Macron Re­treats on Fuel Tax Hikes


PARIS (Dis­patches) - The French gov­ern­ment has backed down on planned fuel tax hikes in a bid to draw the heat out of fierce protests that have es­ca­lated into the deep­est cri­sis of Em­manuel Macron’s pres­i­dency.

The con­ces­sions, com­ing after an ear­lier 500-mil­lion-euro ($570 mil­lion) re­lief pack­age for poorer house­holds, mark the first time 40-year-old Macron has given ground in the face of pub­lic op­po­si­tion.

Prime Min­is­ter Edouard Philippe an­nounced Tues­day roll­backs on fuel taxes and elec­tric­ity price in­creases in a rare tele­vised ad­dress after France was rocked by in­tense street clashes and van­dal­ism in Paris over the week­end.

“This anger, you would have to be deaf and blind not to see it, nor hear it,” Philippe said after more than a fort­night of demon­stra­tions by so-called “yel­low vest” protesters.

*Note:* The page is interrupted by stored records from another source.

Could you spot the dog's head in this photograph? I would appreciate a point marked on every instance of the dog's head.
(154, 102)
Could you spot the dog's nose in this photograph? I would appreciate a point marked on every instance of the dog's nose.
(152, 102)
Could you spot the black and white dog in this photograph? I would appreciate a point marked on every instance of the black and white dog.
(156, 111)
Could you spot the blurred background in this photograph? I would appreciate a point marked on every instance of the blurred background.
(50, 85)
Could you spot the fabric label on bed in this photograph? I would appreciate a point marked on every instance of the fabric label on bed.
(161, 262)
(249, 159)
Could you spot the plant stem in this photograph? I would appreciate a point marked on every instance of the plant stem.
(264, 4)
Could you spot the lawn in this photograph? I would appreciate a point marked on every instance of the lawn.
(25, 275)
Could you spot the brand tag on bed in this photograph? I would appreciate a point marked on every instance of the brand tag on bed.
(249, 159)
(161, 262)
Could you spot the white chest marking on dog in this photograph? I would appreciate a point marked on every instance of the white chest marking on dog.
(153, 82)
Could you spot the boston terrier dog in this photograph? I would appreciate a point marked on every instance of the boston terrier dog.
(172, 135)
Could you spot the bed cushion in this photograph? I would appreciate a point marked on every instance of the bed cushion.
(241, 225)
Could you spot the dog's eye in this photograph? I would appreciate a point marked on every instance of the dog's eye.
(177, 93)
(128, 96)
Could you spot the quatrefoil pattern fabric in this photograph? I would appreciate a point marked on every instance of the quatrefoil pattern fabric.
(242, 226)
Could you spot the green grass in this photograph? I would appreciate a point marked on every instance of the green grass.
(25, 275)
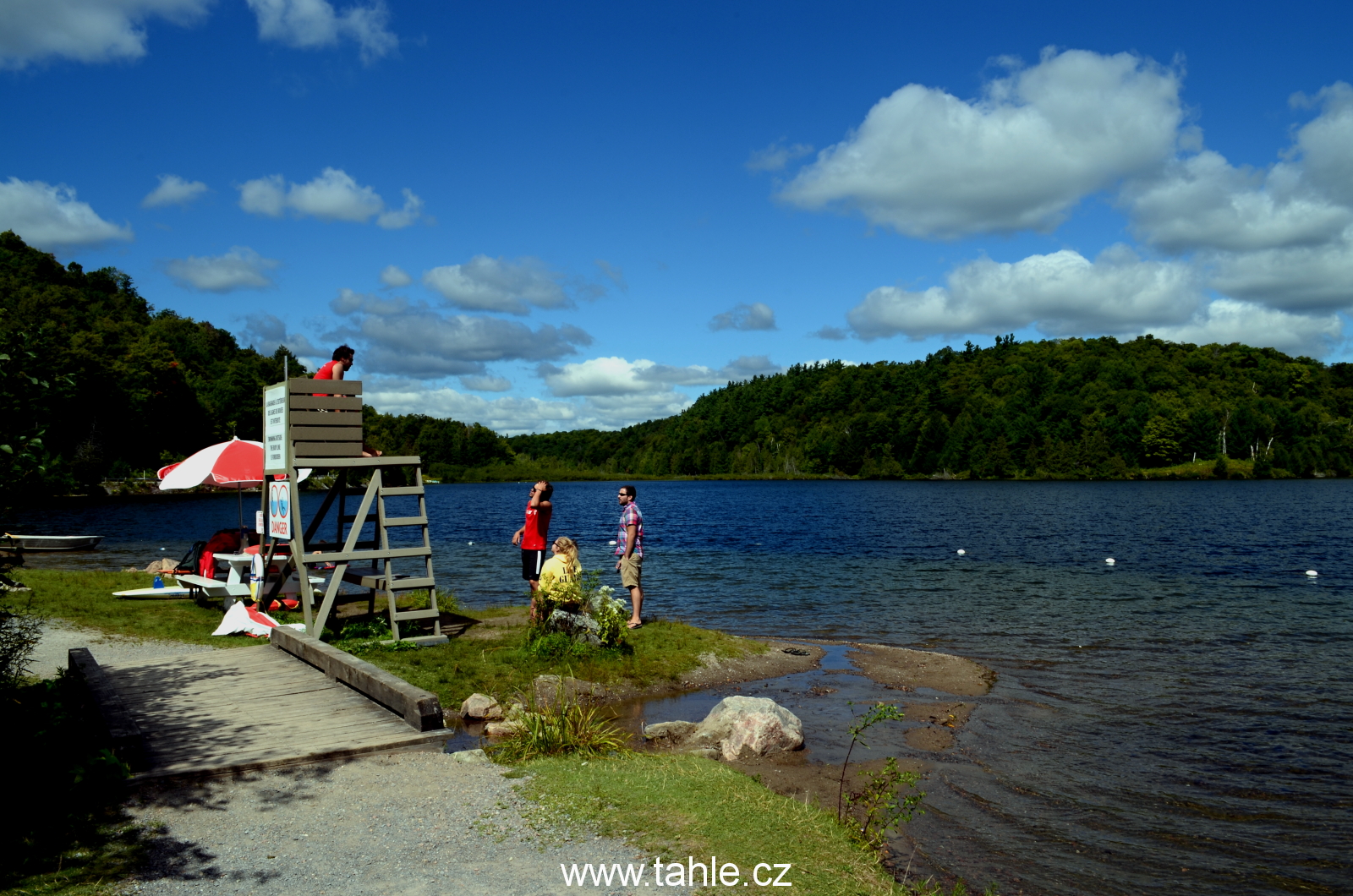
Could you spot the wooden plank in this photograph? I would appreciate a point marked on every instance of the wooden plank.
(331, 463)
(398, 490)
(329, 448)
(340, 556)
(324, 402)
(419, 707)
(324, 386)
(128, 742)
(326, 434)
(324, 418)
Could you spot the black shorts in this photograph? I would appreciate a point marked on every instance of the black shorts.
(531, 563)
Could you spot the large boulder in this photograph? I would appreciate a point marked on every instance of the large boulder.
(750, 726)
(480, 707)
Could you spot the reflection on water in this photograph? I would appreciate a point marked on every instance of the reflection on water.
(1186, 708)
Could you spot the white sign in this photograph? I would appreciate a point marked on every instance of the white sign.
(275, 429)
(279, 511)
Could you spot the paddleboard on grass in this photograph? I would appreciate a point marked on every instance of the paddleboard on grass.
(152, 593)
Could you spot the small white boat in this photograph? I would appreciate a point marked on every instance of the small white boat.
(56, 542)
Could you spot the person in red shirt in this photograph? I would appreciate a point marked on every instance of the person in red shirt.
(534, 535)
(342, 364)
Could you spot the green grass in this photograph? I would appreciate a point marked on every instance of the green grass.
(501, 666)
(85, 598)
(676, 807)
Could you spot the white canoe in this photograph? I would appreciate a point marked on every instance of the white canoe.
(153, 593)
(58, 542)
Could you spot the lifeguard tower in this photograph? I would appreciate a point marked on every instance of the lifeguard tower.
(317, 425)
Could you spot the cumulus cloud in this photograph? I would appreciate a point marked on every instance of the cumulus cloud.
(611, 376)
(331, 196)
(775, 156)
(1019, 157)
(85, 30)
(396, 276)
(746, 317)
(52, 216)
(309, 25)
(1061, 294)
(498, 285)
(1231, 321)
(419, 342)
(173, 191)
(486, 383)
(241, 268)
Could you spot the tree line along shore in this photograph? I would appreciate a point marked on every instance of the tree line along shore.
(90, 367)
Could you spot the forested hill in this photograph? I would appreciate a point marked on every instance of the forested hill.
(1066, 407)
(95, 382)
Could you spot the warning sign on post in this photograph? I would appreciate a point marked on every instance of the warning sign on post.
(279, 511)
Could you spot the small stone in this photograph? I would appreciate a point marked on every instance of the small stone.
(670, 729)
(480, 707)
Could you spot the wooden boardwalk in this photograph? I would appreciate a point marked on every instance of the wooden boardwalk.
(250, 708)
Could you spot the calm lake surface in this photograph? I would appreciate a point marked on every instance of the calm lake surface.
(1181, 719)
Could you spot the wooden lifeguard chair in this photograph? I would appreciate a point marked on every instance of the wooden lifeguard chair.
(317, 425)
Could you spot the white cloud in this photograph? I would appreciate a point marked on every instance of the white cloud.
(746, 317)
(1231, 321)
(611, 376)
(1203, 202)
(173, 191)
(52, 216)
(496, 285)
(775, 156)
(331, 196)
(1061, 294)
(85, 30)
(241, 268)
(486, 383)
(419, 342)
(934, 166)
(310, 25)
(1294, 278)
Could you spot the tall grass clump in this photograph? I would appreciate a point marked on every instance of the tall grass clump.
(558, 727)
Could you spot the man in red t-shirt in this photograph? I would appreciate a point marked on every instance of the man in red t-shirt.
(534, 535)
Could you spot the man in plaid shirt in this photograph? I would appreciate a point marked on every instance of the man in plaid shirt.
(629, 547)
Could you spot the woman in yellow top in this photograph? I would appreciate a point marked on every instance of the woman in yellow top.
(561, 569)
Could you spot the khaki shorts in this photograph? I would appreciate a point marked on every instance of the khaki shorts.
(631, 570)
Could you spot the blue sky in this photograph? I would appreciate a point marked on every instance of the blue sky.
(545, 216)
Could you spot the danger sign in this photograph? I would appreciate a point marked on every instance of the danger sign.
(279, 511)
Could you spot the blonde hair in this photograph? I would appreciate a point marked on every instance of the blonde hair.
(568, 549)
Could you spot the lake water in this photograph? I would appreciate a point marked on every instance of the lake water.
(1180, 719)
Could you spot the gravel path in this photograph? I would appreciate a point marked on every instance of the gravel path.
(58, 637)
(406, 823)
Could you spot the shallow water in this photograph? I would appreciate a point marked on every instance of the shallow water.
(1188, 708)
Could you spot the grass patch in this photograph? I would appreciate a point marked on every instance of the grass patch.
(674, 807)
(74, 839)
(502, 664)
(85, 598)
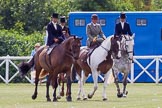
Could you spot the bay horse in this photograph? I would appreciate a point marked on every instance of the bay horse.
(123, 64)
(99, 61)
(60, 59)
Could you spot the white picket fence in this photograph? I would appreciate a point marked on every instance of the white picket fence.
(157, 60)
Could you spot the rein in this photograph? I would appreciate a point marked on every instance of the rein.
(104, 48)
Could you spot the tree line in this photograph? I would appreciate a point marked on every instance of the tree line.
(22, 22)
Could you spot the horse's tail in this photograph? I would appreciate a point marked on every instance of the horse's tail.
(24, 67)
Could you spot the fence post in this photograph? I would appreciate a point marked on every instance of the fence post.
(157, 70)
(7, 69)
(132, 73)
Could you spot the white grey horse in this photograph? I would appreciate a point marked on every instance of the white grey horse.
(123, 64)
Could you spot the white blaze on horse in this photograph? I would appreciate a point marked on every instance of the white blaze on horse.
(123, 64)
(99, 61)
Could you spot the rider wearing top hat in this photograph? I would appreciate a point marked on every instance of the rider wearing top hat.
(122, 28)
(94, 32)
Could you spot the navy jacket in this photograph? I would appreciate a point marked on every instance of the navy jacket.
(126, 30)
(53, 33)
(65, 28)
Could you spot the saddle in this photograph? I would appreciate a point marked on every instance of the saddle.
(90, 51)
(50, 48)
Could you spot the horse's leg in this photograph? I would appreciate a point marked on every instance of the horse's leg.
(79, 91)
(54, 84)
(83, 80)
(125, 84)
(47, 87)
(68, 97)
(95, 79)
(106, 76)
(62, 88)
(115, 74)
(34, 96)
(59, 86)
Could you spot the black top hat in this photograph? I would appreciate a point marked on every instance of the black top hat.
(122, 15)
(94, 16)
(55, 15)
(62, 19)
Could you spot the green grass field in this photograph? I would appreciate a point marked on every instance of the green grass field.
(141, 95)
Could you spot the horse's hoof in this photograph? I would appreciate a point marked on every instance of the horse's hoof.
(58, 97)
(104, 99)
(78, 98)
(62, 94)
(68, 98)
(124, 95)
(89, 96)
(84, 98)
(34, 97)
(119, 95)
(48, 100)
(55, 100)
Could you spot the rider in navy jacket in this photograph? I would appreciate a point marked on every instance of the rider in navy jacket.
(122, 28)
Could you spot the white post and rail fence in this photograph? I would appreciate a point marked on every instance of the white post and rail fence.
(154, 62)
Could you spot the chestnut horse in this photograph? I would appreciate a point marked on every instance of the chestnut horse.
(61, 59)
(99, 61)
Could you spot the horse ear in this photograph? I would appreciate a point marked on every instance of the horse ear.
(80, 38)
(133, 35)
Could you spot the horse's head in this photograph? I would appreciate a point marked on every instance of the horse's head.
(74, 46)
(115, 47)
(127, 44)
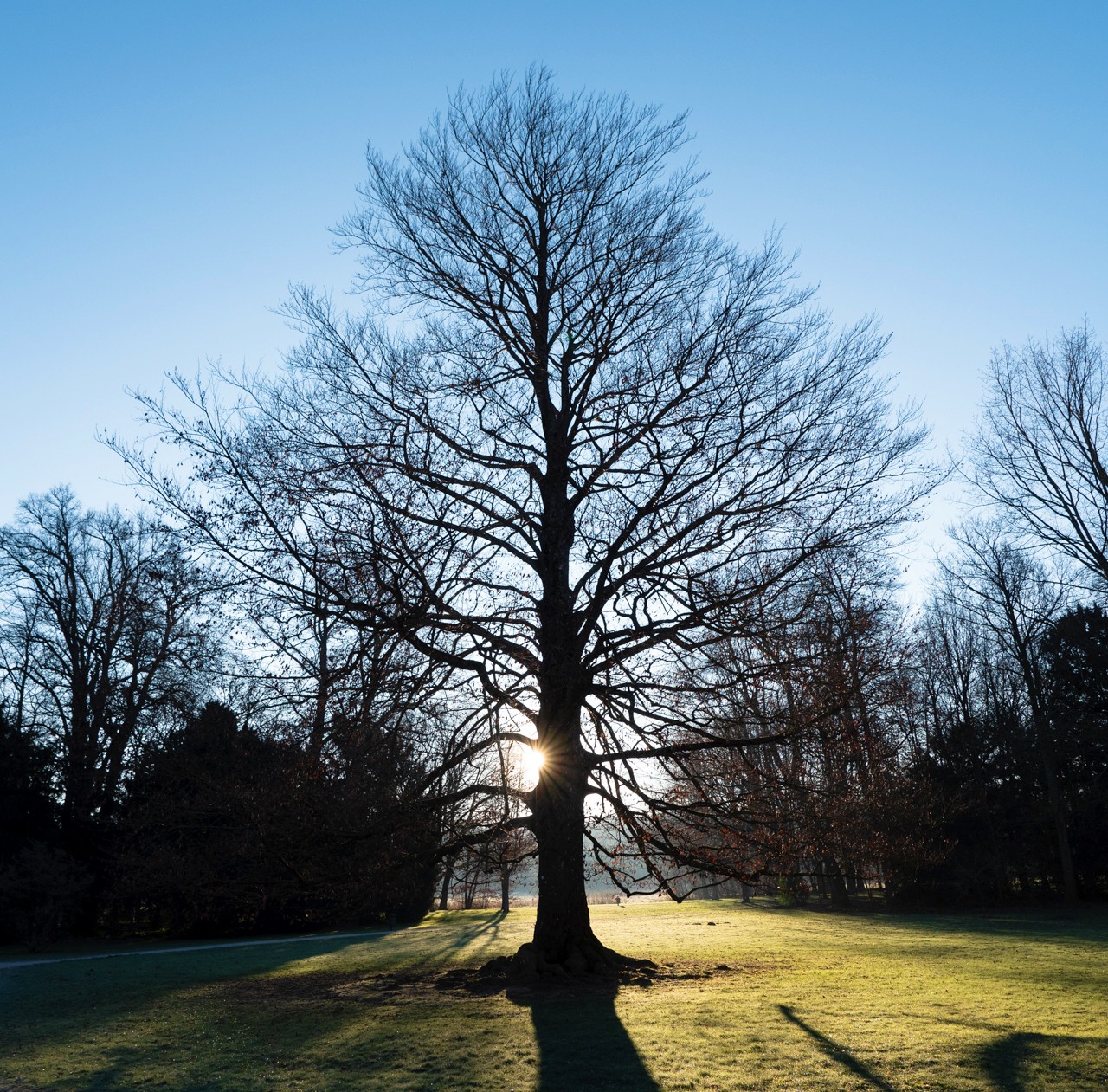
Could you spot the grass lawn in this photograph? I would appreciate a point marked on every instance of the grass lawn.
(746, 998)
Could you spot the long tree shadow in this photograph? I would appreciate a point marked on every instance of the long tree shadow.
(837, 1052)
(582, 1041)
(1021, 1061)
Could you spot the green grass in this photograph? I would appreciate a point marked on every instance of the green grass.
(1014, 1002)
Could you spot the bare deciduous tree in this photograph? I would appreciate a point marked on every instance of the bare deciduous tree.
(575, 439)
(1040, 446)
(1014, 598)
(103, 637)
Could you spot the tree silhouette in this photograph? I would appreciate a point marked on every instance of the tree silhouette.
(574, 440)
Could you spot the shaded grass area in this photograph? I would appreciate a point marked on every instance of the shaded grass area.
(744, 998)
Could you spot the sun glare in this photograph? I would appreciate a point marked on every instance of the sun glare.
(533, 759)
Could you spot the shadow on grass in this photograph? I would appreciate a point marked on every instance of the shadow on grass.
(1021, 1061)
(54, 1002)
(837, 1052)
(582, 1041)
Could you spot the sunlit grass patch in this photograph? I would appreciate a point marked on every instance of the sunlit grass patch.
(744, 998)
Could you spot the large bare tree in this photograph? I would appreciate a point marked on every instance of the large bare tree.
(1040, 447)
(573, 440)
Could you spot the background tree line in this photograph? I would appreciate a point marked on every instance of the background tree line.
(609, 488)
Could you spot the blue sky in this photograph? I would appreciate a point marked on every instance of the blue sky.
(167, 169)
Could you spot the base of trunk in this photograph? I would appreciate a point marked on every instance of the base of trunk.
(588, 958)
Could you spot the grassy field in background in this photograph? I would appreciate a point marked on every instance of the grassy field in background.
(746, 998)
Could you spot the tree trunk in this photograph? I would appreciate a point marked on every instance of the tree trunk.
(563, 934)
(1061, 834)
(448, 875)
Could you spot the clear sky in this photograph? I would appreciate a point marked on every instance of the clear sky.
(166, 169)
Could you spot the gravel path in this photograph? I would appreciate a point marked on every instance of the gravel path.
(187, 948)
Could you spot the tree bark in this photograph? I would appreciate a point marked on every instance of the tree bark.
(563, 933)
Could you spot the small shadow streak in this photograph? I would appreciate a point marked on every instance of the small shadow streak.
(582, 1043)
(1021, 1060)
(835, 1052)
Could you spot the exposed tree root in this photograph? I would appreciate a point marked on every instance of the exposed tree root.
(593, 960)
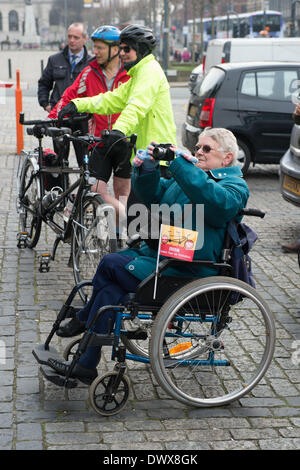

“No tax mer­its putting the unity of the na­tion in dan­ger,” he said.

Planned tax in­creases on petrol and diesel on Jan­uary 1 will be sus­pended for six months, while hikes in reg­u­lated elec­tric­ity and gas prices will be frozen dur­ing the win­ter.

Pres­sure has been mount­ing on the gov­ern­ment after protests de­gen­er­ated into the worst street clashes in cen­tral Paris for decades.

Across France, four peo­ple have been killed in ac­ci­dents linked to the demon­stra­tions and road block­ades, and hun­dreds in­jured.